OSCAR: Creating More Meaningful Bin Breaks
Binning is a technique applied to categorize data values or to see distributions of data. It is often used to reduce continuous data into more manageable discrete categories, preserve data privacy through aggregation, generate histograms, or create breaks for ordinal color scales. Selecting the correct number of bins for a chart or map is often portrayed as a tradeoff. Too few bins and the nuances of the data, such as the data distribution may be lost; too many bins result could result in a noisy histogram making the shape information difficult to recover.

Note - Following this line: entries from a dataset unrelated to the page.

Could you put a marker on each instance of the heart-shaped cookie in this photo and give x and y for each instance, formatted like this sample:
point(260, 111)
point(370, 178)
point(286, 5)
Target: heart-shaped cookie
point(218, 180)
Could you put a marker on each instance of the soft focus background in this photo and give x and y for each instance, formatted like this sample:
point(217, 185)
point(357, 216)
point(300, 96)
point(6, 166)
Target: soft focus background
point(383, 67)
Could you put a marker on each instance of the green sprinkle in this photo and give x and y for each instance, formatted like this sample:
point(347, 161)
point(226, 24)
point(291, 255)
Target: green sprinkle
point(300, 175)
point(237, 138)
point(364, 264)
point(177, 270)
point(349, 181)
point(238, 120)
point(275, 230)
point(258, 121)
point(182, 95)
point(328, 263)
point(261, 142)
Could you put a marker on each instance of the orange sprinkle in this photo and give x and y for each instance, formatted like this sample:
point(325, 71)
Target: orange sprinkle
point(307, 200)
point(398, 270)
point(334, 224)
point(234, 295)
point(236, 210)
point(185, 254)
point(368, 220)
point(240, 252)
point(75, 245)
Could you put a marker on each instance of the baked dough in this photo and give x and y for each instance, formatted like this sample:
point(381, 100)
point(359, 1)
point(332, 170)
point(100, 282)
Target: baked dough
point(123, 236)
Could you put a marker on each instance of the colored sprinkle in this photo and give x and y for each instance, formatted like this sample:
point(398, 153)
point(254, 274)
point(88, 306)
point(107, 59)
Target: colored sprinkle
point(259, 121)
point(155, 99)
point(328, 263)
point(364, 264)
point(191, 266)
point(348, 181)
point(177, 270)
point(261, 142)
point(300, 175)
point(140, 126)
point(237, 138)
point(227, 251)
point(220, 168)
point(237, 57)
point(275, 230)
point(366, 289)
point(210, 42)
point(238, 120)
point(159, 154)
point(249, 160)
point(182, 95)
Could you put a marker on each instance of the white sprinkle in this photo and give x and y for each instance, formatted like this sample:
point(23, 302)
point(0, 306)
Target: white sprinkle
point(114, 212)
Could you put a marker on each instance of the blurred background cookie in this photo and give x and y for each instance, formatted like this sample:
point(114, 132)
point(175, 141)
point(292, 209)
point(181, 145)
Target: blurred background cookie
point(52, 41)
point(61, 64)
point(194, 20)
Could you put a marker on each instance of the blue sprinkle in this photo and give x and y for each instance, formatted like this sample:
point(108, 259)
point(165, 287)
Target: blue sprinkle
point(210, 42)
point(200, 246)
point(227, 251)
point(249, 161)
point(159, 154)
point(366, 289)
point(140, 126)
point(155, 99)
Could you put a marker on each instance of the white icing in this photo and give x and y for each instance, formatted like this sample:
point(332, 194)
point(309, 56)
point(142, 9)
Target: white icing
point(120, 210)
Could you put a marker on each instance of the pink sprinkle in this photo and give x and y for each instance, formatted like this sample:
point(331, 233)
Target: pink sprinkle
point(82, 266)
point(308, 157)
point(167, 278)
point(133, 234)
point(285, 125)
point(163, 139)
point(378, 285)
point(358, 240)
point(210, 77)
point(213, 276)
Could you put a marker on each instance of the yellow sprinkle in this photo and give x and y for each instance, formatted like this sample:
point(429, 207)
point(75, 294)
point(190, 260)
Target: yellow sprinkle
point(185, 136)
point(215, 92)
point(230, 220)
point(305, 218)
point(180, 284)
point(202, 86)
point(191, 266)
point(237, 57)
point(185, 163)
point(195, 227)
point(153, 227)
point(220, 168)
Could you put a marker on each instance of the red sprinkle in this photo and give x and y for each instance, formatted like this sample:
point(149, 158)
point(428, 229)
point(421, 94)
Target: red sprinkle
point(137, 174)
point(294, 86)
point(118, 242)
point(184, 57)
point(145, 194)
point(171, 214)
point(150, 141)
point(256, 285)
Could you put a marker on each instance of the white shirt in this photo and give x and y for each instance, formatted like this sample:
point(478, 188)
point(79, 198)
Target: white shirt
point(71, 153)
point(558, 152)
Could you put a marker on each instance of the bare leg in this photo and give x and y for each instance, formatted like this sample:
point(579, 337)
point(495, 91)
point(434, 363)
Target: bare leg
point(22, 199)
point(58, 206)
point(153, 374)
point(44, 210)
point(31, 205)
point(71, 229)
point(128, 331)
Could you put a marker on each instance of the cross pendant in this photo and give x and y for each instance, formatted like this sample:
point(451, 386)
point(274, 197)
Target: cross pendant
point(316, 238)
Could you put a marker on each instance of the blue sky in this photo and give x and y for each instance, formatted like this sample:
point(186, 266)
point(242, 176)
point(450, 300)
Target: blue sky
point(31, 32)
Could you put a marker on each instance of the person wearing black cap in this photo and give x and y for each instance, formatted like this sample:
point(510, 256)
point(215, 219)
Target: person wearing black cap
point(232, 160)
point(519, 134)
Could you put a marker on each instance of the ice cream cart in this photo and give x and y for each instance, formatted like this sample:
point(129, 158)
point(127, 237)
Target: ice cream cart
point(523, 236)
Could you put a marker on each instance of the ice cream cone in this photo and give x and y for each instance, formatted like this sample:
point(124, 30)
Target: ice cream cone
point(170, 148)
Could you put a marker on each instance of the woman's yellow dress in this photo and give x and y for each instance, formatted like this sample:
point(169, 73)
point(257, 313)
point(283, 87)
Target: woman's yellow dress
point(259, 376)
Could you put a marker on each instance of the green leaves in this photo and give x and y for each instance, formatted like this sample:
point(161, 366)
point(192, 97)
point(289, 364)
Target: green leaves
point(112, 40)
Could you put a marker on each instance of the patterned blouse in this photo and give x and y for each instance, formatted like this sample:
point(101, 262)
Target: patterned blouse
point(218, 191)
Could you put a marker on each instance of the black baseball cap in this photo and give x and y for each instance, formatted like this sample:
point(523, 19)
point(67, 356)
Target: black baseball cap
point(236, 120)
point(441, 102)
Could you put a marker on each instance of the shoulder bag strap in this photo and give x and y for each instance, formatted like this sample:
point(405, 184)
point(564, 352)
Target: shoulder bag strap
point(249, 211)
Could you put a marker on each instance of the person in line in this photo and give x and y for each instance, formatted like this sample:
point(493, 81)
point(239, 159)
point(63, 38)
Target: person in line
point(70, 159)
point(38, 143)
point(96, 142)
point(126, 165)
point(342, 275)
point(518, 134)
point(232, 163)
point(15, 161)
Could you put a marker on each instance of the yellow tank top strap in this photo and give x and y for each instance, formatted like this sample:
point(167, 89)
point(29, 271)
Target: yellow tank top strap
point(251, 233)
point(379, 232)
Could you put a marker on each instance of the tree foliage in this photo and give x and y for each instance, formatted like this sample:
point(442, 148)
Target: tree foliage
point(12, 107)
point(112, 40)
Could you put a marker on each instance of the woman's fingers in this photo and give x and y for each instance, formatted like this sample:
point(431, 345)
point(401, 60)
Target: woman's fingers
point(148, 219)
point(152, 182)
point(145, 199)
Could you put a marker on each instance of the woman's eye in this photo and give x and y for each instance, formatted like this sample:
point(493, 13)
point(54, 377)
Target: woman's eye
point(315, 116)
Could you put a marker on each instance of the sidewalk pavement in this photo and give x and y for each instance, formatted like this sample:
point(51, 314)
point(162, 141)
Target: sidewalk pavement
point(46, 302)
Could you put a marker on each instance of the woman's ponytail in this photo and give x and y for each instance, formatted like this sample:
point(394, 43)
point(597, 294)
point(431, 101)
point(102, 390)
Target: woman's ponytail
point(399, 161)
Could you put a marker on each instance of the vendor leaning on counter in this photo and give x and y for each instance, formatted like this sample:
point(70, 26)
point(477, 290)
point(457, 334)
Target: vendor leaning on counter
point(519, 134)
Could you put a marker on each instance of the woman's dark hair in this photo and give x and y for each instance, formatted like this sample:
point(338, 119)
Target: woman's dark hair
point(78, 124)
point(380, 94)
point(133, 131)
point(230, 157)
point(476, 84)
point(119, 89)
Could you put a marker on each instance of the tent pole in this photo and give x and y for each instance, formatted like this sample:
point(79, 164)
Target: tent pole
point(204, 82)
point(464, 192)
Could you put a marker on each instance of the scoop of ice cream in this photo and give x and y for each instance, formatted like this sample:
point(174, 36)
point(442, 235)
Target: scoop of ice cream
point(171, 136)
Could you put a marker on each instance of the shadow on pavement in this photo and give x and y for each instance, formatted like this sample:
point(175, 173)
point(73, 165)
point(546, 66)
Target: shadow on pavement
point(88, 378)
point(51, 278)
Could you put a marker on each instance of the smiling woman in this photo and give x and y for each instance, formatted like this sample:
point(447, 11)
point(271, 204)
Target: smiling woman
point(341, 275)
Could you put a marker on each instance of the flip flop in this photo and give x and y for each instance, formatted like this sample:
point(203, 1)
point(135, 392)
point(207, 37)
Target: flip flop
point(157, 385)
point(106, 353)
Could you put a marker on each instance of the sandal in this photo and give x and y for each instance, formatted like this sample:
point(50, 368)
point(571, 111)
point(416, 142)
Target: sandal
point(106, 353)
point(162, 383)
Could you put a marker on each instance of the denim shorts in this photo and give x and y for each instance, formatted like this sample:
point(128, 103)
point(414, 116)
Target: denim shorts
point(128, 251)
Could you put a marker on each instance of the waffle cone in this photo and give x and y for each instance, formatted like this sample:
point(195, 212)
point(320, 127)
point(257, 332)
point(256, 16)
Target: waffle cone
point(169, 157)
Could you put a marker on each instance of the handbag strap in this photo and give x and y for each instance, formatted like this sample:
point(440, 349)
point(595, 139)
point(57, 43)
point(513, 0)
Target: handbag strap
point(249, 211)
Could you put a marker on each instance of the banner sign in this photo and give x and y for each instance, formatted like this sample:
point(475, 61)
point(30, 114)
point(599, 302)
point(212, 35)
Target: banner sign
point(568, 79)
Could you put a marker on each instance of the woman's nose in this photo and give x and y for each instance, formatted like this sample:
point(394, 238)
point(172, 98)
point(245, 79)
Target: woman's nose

There are a multitude of ways to break up your data and each will likely give the reader a different visual impression. Choosing the best binning approach is often one that supports the story the author wants to tell their audience or to support data exploration. For example, the three maps below all show the same underlying data: the percent population of each U.S. county in poverty.
Figure 1. How different bin breaks affect the patterns perceived in the data.
The left map in Figure 1 shows a continuous color ramp—where each of the ~3000 counties is represented by a shade unique to its data value. The map in the middle shows four bin breaks determined by equal intervals on the number line. Finally, on the map on the right, we have bin breaks based on quantiles represented by four color shades, where each color represents approximately the same number of counties. So as we see here, it’s the same underlying data, but the patterns could be interpreted quite differently.
While there have been various binning techniques used based on the statistical properties such as equal intervals, quantile, and Jenks natural breaks classification, these techniques often ignore what might be the most crucial property of a binning scheme meant for use in visualization: the legibility and semantic coherence of the bins.
Using semantics from surveys and Tableau Public worksbooks
Our research specifically explores how semantics of known, commonly defined attributes such as age, population, salary, etc., could be used to create meaningful breaks in the data. It is inspired by some previous color naming research done at Tableau that automatically generates semantically resonant color palettes for known colorable data values (e.g., fruits, vegetables, company logos) using a semantic lookup of color names and their corresponding color values.
This blog post discusses a novel binning technique called OSCAR, a human-centered binning technique that leverages data semantics and legibility constraints to suggest bins for quantitative data for use in histograms, maps, and other charts.
Here is the flow of how the semantic bin lookup table is created.
Figure 2: Construction of the semantic bin lookup table.
To generate a lookup of semantic categories, we employ a data-driven approach of mining a public corpus of survey questionnaires containing questions that categorize information such as demographic, health, and informational questions such as “Indicate your age group” or “What is your salary range?”. We also include Tableau Public visualizations containing binned fields in the workbooks as part of our binned field dataset. This process is shown in Figure 2A.
To create a lookup of bin strings and their associated bin sizes, we use Latent Dirichlet Allocation (LDA), a popular form of statistical topic modeling. In LDA, documents are represented as a mixture of topics and a topic is a bunch of words. For each bin concept, we have a label name and a set of related concepts, such as synonyms, along with sets of possible bin breaks, as shown in Figure 2B.
Recommending bin breaks
Now, let’s walk through an example of how bins are generated by OSCAR for a given data attribute, say, “passenger_age,” illustrated in Figure 3.
Figure 3: Semantic binning process.
We apply fuzzy matching and lemmatization to match the attribute to a bin concept, “Age” in the semantic bin lookup table that was generated in the process shown in Figure 2. If there is a match, these bins are applied to the attribute to generate a histogram.
In the absence of semantic bins, say for an attribute like “numOfLiters”, OSCAR computes default bins by applying some smart defaults to select human-legible bins, as shown in Figure 4. For generating default bins, OSCAR constrains the number of bins to a manageable size (maximum of 20 bins) to avoid too many bins (Figure 4a), rounds the bin extents to avoid inappropriate bin precision (Figure 4b), and rounds the bin extents to appropriate power of 5 or 10 to avoid arbitrary breaks in the data (Figure 4c) to create a final binning scheme shown in Figure 4d.
Figure 4. Default binning process.
Evaluating the semantic bins generated by OSCAR found that participants preferred semantically binned charts as the breaks felt more familiar and natural and preferred fine-grained semantic bins over coarser ones so they could see the distribution of values in the various bins more clearly. We envision OSCAR being employed in visual analysis tools where bins can be recommended for numerical attributes with the opportunity to repair and refine those system defaults. Future work should look at further evaluating OSCAR’s semantic bin quality during users’ analytical workflows in these tools.